Łukasz Warzecha i Cezary Gmyz

Łukasz Warzecha został skrytykowany przez Cezarego Gmyza i serwis internetowy TVP Info za felieton dla WP.pl o znaczeniu stosunków polsko-niemieckich napisany po wizycie w Niemczech na zaproszenie władz tego kraju. – Ten tekst bezpodstawnie uderza w moją zawodową wiarygodność. Całkiem serio zastanawiam się nad skierowaniem pozwu przeciwko portalowi i jego redakcji – napisał Warzecha o publikacji TVP Info.

W artykule zatytułowanym „Zimna wojna z Niemcami to głupota” Łukasz Warzecha podkreślił, że wzajemne relacje gospodarcze są ważne zarówno dla Polski, jak i Niemiec. Według publicysty negatywny wpływ na nie ma napięcie polityczne między krajami, zwłaszcza ostre stwierdzenia polityków i dziennikarzy wyolbrzymiające problemy i negatywne zjawiska w Niemczech. –

Miejsce analizy i rozpoznania problemów zajmują wulgarne pokrzykiwania, w których specjalizują się harcownicy władzy, tacy jak poseł Tarczyński, ale też coraz częściej ważniejsi funkcyjni, choćby Beata Mazurek, nawiązująca nieustannie do niemieckiej własności niektórych mediów.
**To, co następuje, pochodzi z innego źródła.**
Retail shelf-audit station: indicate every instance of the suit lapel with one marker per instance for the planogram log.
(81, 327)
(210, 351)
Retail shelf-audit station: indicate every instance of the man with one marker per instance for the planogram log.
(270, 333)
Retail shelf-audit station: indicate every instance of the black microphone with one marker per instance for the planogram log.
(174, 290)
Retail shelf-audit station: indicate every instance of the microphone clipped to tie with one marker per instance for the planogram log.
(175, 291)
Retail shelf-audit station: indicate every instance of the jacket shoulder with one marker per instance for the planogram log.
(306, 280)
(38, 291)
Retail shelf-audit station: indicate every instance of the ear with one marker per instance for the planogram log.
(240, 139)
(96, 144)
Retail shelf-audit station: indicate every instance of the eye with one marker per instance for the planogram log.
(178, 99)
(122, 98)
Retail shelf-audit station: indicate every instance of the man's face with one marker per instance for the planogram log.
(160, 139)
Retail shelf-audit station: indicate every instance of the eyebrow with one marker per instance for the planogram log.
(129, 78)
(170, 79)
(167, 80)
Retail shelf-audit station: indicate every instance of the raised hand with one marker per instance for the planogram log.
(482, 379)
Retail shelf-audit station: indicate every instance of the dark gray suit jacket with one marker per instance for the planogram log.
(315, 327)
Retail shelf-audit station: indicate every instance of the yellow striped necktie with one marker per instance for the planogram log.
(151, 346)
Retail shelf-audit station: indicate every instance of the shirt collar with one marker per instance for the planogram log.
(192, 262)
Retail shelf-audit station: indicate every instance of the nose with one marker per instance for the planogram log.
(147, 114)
Z drugiej strony są równie twardzi zawodnicy, politycy czy publicyści, przyzwyczajeni do przyjmowania przed naszymi zachodnimi sąsiadami postawy klęczącej, lekceważący od zawsze realne różnice interesów pomiędzy nami – napisał Warzecha.

Publicysta za ten felieton – zamieszczony w miniony piątek, w dniu wizyty w Polsce kanclerz Niemiec Angeli Merkel – był krytykowany przez niektórych internautów, m.in. na Twitterze, gdzie jest bardzo aktywny. Łukasz Warzecha polemizował z niektórymi wpisami, prezentował też te bardzo ostre.

– Mam krótki komunikat: jeśli ta dzicz, która od kilkudziesięciu godzin szczuje na mnie za mój tekst na WP.pl sądzi, że mnie do czegokolwiek zniechęci, to się myli. Natomiast, owszem, potwierdzają moje tezy – zapewniał w niedzielę przed południem.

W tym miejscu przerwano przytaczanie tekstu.